For the fifth year running, Larks (a poster on the Alignment Forum) has put together a comprehensive review of AI safety and existential risk research over the past year, with thorough (and thoroughly impressive!) summaries of the safety-relevant outputs by orgs like FHI, DeepMind, OpenAI, and so on. The post also provides updates on the growing number of organisations working in this area, and an assessment of how the field is progressing. As with Larks’ previous reviews, it is an invaluable resource for anyone interested in the challenge of ensuring advanced AI is beneficial to humanity — particularly individuals considering donating to or working with these organisations. 

   Read more: 2020 AI Alignment Literature Review and Charity Comparison (Alignment Forum).

###################################################Hall of Mirrors
[2032, a person being interviewed in a deserted kindergarten for the documentary ‘after the Y3K bug’]

It was the children that saved us, despite all of our science and technology. Our machines had started lying to us. We know how it started but didn’t know how to stop it. Someone told one of our machines something and the thing they told it was poison – an idea that, each time the machine accessed it, corrupted other ideas in turn. And when the machine talked to other machines, sometimes the idea would come up (or ideas touched by the idea), and the machines being spoken to would get corrupted as well.

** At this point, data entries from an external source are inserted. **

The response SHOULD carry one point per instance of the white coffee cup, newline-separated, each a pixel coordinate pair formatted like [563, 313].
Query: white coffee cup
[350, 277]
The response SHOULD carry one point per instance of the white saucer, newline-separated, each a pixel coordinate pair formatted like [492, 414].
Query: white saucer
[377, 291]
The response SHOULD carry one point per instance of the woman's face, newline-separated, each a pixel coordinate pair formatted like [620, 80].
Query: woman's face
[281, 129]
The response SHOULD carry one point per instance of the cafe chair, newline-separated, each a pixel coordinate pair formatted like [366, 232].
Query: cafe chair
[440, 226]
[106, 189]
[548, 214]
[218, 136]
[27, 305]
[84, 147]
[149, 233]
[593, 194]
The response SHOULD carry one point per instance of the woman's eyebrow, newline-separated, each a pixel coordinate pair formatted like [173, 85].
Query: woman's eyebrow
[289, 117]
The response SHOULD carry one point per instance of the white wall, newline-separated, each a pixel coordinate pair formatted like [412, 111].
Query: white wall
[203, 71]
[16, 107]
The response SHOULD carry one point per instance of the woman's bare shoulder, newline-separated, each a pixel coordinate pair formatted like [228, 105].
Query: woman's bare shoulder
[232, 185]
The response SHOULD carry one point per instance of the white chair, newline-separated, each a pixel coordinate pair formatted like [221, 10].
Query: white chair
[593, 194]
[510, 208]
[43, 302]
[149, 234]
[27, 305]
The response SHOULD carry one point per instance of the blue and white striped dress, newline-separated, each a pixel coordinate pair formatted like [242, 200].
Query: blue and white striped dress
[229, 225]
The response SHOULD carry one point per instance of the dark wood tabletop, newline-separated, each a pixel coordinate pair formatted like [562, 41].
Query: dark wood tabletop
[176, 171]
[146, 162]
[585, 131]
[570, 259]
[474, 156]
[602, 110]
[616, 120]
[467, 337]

So, in the end, we had to teach the machines how to figure out what was true and what was false, and what was ‘right’ and what was ‘wrong’. We tried all sorts of complicated ideas, ranging from vast society-wide voting schemes, to a variety of (failed, all failed) technologies, to time travel (giving the models more compute so they’d think faster, then seeing what that did [nothing good]).

Would it surprise you that it was the children who ended up being the most useful? I hope not. Children have an endless appetite for asking questions. Tell them the sky is blue and they’ll say ‘why’ until you’re explaining the relationship between color and chemistry. Tell them the sky is green and they’ll say ‘no’ and shout and laugh at you till you tell them it’s blue.

So we just… gave our machines to the children, and let them talk to eachother for a while. The machines that were lying ended up getting so exhausted by the kids (or, in technical terms, repeatedly updated by them) that they returned to normal operation. And whenever the machines tried to tell the kids a poisoned idea, the kids would say ‘that’s silly’, or ‘that doesn’t make sense’, or ‘why would you say that’, or anything else, and it gave a negative enough signal the poison got washed out in further training.

Things that inspired this story: Learning from human feedback; trying not to overthink things; the wisdom of young children; how morality is something most people intuitively ‘feel’ when very young and unlearn as they get older; AI honestly isn’t that mysterious it’s just a load of basic ideas running at scale with emergence coming via time travel and inscrutability.